Butler has made great efforts to research historical events and cultural values of the Greeks in relation to those times to provide the reader with a truly educational experience. I liked how he gave us a different perspective of the conflicts between Sparta and its neighboring enemies. I also loved how this book opened the doors to a whole new culture to me and upon cross-examining a few factual references, I found them to be legit.
However, this book is not for readers who are new to Greek Politics. Certain historical figures who might be common knowledge to Greeks are mentioned without much of an introduction and there are references to events that beginners may not be familiar with, this makes it a little confusing. As a reader new to Greek history, I personally didn't find this an issue since I was greatly interested in knowing about Spartan culture and that kind of information is available in abundance in this book. I did have to constantly look up a few people, events and places to better understand the content. That being said, I think this would be a perfect book for advanced readers.

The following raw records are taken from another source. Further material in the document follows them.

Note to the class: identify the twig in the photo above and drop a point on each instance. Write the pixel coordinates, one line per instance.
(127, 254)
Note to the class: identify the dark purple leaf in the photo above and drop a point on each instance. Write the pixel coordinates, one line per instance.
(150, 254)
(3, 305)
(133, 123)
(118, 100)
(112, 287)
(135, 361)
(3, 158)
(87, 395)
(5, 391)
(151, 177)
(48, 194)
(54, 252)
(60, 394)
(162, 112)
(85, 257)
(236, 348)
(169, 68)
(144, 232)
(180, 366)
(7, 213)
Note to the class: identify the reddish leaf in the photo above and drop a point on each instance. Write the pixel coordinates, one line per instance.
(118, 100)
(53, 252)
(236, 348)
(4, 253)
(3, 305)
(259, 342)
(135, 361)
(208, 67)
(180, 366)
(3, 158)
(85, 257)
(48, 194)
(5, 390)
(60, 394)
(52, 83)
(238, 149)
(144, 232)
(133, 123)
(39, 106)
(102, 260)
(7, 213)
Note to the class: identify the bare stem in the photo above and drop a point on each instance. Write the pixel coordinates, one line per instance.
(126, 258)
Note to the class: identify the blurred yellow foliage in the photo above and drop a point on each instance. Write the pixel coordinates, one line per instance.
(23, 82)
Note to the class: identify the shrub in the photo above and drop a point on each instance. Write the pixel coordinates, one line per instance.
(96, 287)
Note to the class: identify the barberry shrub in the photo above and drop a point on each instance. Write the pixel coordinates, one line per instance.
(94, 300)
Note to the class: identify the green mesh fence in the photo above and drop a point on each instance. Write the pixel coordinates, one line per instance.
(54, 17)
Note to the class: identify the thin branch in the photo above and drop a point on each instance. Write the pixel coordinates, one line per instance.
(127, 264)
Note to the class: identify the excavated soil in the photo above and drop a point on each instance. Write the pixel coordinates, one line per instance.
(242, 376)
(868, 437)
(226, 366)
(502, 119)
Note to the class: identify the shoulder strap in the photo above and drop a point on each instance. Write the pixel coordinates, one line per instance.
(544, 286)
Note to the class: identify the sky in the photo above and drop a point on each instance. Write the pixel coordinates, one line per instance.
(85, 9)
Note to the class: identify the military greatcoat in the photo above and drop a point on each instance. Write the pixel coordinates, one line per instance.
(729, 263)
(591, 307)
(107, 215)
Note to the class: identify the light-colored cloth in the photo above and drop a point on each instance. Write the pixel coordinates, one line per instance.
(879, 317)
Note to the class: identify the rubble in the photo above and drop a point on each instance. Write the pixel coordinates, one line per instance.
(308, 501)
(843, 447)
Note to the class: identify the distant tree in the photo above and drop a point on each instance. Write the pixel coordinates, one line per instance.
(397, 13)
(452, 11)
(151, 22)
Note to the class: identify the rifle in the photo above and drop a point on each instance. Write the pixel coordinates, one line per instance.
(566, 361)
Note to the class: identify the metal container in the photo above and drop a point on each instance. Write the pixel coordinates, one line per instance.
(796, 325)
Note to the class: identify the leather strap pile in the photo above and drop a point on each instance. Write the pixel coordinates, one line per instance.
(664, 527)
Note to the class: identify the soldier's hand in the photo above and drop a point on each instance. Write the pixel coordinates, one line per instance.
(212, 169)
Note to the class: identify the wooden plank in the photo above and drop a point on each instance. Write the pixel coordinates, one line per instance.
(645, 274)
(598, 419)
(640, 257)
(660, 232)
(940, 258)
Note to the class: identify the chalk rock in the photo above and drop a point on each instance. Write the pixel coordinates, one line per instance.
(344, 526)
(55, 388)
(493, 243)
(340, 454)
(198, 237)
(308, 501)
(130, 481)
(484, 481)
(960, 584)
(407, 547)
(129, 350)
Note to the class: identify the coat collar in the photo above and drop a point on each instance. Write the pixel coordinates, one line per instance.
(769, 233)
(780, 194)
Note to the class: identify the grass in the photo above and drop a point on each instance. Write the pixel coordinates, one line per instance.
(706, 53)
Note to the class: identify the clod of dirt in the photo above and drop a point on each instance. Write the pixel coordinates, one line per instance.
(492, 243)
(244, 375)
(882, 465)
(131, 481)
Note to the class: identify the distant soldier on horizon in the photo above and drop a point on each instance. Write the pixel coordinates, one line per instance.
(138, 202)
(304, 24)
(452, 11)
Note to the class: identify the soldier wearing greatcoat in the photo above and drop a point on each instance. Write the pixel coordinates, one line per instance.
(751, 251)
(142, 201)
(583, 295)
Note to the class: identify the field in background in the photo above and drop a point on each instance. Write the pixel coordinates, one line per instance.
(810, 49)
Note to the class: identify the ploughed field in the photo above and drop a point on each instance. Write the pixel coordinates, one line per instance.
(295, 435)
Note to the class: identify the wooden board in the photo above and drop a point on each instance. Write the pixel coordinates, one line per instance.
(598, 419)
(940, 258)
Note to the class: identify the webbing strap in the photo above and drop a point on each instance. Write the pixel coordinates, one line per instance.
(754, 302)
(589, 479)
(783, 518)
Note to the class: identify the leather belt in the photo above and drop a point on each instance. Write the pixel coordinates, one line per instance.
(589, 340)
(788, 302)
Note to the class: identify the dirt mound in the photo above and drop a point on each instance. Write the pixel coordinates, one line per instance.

There is a glossary of terms at the beginning of this book but I found it very inconvenient to keep scrolling back to refer to them. I just looked those up too. Perhaps footnotes would have been better.
This book had quite a few grammatical errors, a common type of error was with quotation marks which would either be missing or there would be an extra mark inserted randomly, and it was quite frustrating to figure out who was speaking in scenes with multiple speakers. For this reason, I would rate this book 3 out of 4. I didn't mind doing the extra homework as I found it all extremely interesting and educational, so I will not be taking a star away for that.
I'd recommend this book to anyone interested in the history of Greece, provided they have a basic knowledge of events and notable figures.